Nas was riding a resurgent wave by 2006. After some poorly-received albums at the tail end of the 1990s, the Queens legend had come roaring back with his fifth album, Stillmatic, in 2001. He followed it with the acclaimed God's Son a year later, and alongside his highly-publicized feud with rap rival Jay-Z and marriage to R&B chanteuse Kelis, Nas was at a peak.
In 2004, Nas released the ambitious double album Street's Disciple. One of the album's most celebrated tracks was the stellar Salaam Remi-produced "Thief's Theme," a sinister ode to those who rob in the night, with Nas rhyming over a flip of The Incredible Bongo Band's "In-A-Gadda-Da-Vida," originally recorded by Iron Butterfly.
"This was the first time that Nas put out a summer," Remi told Soul Culture in 2010. "All of his albums kept coming out...December...a couple of weeks before Christmas."
"Even when Nas was making Stillmatic and 'Ether,' he's like 'Yeah this is that winter beef,'" he explained. "He was like the beat sounded like the winter."
With this particular track, Nas and Remi wanted it to evoke the warmer months.
"So on 'Thief's Theme,' I intended for it to sound like the summer of 2004," Remi shared. "'Last drink from the water drops,' and things he says on the record are directly about being hot. The Peter Tosh references, and everything else. The record was meant to come out in the summer."
"Nobody said 'that record is crazy.' Like, we didn't get that feedback. We got 'uh-oh' what is he doing?"

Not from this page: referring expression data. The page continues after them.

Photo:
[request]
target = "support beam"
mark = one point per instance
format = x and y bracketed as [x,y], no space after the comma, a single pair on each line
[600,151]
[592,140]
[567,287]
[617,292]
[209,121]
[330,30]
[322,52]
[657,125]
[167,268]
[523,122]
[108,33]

In The Departed, Martin Scorsese's injects "Thief's Theme" into a scene right after undercover cop Billy Costigan (DiCaprio) teams with his unknowing cousin Sean (Kevin Corrigan) to deal drugs to some Puerto Rican hustlers in their neighborhood. The song undercuts Billy's double-sided nature and Nas makes lyrical reference to John Lennon, who Frank Costello (Jack Nicholson) would also mention later in the movie.